Broken Glass Confetti

I am lost to this world. Thrown into a game I do not want to play. 
But I love life, I see its beauty in every crack on the wall, in the 
seed of the flower and in the dew that sits on its petal. The bees, 
the birds, yes they are all lovely and alive. but I am drawn to the 
unknown, the hidden, the neglected, the unseen, the forgotten 
and the forbidden. Most of all the forbidden. I am so absorbed into 
this other world, the micro world of being, that I no longer see 
the norm, the obvious. I can not exists in my world. It doesn't 
sustain life. I did not subscribe to the rat race, I don't belong to this 
place and I don't know where else to go. I am running out of air. 

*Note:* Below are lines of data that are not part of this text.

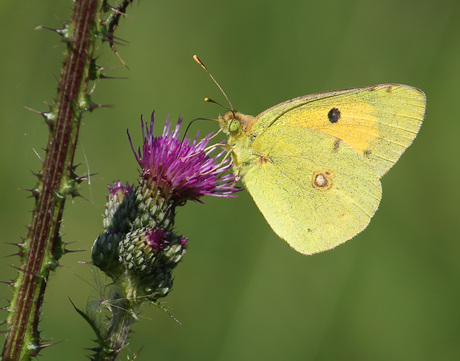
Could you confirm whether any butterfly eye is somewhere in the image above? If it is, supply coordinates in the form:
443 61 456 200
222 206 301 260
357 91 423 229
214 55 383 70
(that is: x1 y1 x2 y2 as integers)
228 119 240 133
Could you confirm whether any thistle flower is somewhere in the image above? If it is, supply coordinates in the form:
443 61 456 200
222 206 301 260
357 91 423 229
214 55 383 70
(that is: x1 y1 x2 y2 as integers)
128 113 238 205
92 114 239 301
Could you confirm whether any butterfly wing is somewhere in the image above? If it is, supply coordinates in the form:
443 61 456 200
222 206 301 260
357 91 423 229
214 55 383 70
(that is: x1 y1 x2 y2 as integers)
241 124 381 254
251 84 426 177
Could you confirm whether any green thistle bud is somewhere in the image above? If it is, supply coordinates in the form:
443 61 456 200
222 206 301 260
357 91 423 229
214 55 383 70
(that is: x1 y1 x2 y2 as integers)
91 233 125 281
103 181 137 233
119 228 187 301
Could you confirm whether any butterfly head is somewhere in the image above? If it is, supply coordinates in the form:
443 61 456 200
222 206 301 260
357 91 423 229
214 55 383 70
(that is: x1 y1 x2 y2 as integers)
218 111 255 137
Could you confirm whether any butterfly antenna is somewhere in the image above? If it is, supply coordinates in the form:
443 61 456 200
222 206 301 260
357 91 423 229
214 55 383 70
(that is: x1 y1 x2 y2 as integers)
193 55 235 113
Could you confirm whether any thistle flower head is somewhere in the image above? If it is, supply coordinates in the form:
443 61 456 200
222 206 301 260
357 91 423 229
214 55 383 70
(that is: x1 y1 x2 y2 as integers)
128 113 238 205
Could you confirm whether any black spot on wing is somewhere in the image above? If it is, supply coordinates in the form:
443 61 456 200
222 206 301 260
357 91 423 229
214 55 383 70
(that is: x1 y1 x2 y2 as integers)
327 108 341 123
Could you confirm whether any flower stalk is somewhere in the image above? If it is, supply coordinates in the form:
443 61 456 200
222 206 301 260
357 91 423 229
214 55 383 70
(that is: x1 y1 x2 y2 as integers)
1 0 131 361
88 114 238 361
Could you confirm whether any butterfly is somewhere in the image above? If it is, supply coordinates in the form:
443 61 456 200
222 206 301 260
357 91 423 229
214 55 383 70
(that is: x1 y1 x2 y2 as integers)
194 56 426 254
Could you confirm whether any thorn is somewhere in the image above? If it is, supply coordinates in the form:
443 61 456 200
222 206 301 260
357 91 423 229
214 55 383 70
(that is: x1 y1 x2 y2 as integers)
5 242 25 248
35 23 69 37
32 148 45 164
0 281 14 287
24 103 56 129
35 341 63 350
4 251 24 258
64 248 86 254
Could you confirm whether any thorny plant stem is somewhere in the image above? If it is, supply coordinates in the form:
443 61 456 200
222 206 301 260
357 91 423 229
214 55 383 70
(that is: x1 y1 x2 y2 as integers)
2 0 103 361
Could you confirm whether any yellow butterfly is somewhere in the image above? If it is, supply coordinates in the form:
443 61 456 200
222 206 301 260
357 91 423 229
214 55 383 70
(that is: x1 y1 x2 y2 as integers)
194 56 426 254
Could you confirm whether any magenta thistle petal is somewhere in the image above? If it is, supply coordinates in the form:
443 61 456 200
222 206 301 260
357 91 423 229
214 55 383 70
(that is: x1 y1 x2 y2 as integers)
128 113 239 204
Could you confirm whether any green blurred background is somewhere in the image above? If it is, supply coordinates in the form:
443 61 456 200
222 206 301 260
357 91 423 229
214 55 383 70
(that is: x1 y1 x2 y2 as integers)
0 0 460 360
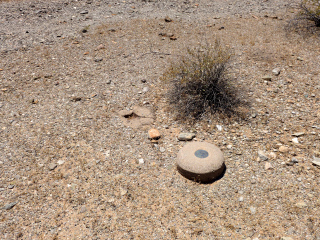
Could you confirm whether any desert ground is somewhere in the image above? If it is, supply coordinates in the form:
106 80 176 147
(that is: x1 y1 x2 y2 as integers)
0 0 320 240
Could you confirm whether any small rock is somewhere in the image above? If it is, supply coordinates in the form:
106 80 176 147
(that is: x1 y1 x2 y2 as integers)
142 87 149 93
4 202 18 210
148 128 161 139
80 10 89 15
80 206 87 213
312 157 320 167
296 201 308 208
269 152 277 159
49 163 57 171
250 207 257 214
264 162 273 170
57 160 64 165
216 125 222 131
272 68 281 76
292 132 305 137
291 138 299 144
262 75 272 81
178 133 196 141
279 146 289 153
258 150 269 161
120 187 128 196
164 17 172 22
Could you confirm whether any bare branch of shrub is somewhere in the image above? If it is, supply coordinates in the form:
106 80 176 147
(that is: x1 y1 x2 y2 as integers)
163 40 245 120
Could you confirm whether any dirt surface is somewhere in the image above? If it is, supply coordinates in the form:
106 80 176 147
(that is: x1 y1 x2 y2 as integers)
0 0 320 240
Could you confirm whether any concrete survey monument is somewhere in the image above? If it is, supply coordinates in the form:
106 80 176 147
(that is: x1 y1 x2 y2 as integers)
177 142 225 183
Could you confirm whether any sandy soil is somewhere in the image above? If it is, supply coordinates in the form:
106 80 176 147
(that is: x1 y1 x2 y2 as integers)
0 0 320 240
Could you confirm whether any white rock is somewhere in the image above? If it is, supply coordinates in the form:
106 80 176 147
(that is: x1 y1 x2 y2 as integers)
291 138 299 144
216 125 222 131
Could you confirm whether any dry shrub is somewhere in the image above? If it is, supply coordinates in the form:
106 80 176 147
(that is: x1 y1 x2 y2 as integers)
163 40 240 121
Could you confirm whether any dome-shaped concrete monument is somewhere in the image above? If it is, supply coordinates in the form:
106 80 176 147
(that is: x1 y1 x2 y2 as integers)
177 142 225 183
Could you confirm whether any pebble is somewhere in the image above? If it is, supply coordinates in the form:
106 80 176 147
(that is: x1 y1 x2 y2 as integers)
262 75 272 81
258 150 269 161
292 132 305 137
296 201 308 208
291 138 299 144
272 68 281 76
178 133 196 141
216 125 222 131
312 157 320 166
264 162 273 170
49 163 57 171
57 160 64 165
279 146 289 153
80 10 89 14
250 207 257 214
4 202 18 210
148 128 161 139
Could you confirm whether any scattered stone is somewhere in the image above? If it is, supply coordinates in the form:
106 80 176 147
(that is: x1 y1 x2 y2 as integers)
142 87 149 93
178 133 196 141
291 138 299 144
120 187 128 196
164 16 172 22
57 160 64 165
264 162 273 170
216 125 222 131
148 128 161 139
258 150 269 161
269 152 277 159
280 237 293 240
4 202 18 210
80 10 89 15
177 142 225 183
49 163 57 171
312 157 320 167
292 132 305 137
250 207 257 214
80 206 87 213
262 75 272 81
279 146 289 153
272 68 281 76
296 201 308 208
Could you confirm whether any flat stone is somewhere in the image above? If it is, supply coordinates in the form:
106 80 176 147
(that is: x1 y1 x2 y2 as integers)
272 68 281 76
258 150 269 161
132 106 153 118
178 133 196 141
262 75 272 81
279 146 289 153
148 128 161 139
177 142 225 183
4 202 18 210
312 157 320 167
49 163 57 171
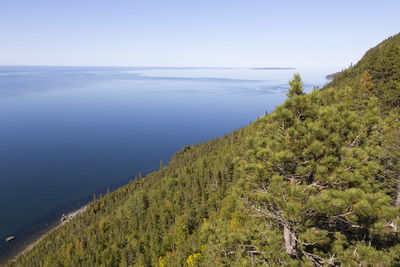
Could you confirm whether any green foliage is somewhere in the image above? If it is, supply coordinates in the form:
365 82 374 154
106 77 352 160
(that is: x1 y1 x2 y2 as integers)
7 32 400 266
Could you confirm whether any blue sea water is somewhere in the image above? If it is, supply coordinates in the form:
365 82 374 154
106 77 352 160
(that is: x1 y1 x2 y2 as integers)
0 66 337 262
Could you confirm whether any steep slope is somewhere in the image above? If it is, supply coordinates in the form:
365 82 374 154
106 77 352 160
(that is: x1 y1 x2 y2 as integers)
8 35 400 266
326 34 400 113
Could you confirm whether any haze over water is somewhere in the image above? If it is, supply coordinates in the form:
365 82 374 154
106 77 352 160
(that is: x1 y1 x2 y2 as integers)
0 66 338 256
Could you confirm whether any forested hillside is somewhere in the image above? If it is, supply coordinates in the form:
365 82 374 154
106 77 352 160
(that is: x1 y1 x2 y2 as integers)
7 35 400 266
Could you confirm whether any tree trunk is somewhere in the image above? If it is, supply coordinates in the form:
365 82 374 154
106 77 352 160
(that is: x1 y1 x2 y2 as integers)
396 180 400 206
283 226 296 257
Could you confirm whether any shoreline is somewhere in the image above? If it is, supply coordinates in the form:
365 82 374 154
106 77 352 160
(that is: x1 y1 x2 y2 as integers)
8 206 90 261
0 176 137 266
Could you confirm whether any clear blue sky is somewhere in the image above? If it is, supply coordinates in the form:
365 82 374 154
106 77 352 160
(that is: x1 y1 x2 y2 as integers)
0 0 400 67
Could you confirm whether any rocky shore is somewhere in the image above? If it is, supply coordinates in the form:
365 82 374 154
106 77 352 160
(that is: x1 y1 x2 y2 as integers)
11 205 88 260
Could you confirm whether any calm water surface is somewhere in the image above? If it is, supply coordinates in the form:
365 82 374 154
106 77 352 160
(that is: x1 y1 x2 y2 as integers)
0 66 337 260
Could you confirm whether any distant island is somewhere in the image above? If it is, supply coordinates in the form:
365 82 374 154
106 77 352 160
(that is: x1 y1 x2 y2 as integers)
6 34 400 267
250 68 296 70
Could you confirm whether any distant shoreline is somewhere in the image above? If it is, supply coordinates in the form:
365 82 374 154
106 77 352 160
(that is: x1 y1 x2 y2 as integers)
251 68 296 70
9 203 90 261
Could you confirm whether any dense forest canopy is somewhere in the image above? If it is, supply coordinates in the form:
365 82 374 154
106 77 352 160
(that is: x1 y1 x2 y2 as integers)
3 35 400 266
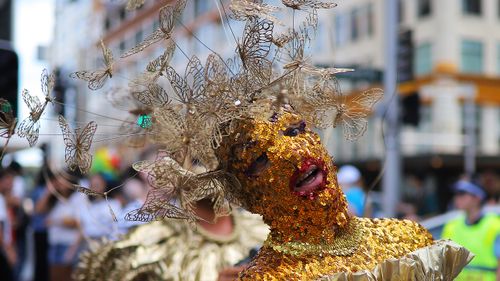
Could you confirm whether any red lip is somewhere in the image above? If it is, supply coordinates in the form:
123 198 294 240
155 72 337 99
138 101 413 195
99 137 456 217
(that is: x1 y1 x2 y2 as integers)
290 158 328 200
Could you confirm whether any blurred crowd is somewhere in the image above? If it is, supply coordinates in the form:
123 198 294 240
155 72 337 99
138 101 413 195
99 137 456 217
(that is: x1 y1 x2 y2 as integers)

I loved, I laughed, I reached out and I touched and all I got was a 
cold stare. A silent snare. And I know I've been loved and I've been 
touched and I've been so grateful for all that I got. 
I cannot help feeling alien. People seem to know something about 
me that I don't. I feel it all the time and it's unsettling. I have felt this 
for a long time and it is getting stronger. They are too careful and 
considerate towards me. It is like I am a book they have all read and 
know my fate. I have an uneasy feeling it was not a happy ending 
but a good read none the less. Nothing is ever said, but I can read it 
in their eyes and their ways.

I love people. I want to hug them all but they pull away. Can't get too 
close. I would do anything for a stranger who needs my help or just a favor. 
I guess I never understood any of the rules but I follow them. 
Sometimes I think may be we all feel this way. It is normal. Wishful thinking.
Even if it was true, how can it help me?

It is cold out here. Desolate. Arctic. I want to shout. Scream. 
Can anyone show me the way? 
The unspoken rule is that I must work it out by myself. 
I am drifting further away.

I have become like the invisible Art I see every where. In the broken city, 
in the junk yards, from every corner they scream at me to save them 
from obscurity. And now I am the obscure. 
Trapped in the cracks. 

Seek me out when you pass by the walls. When you see the scratches and 
the chipped souls.



1 comment:

  1. So I propose a toast. To obscurity I submit this post. Archived for the virtual posterity.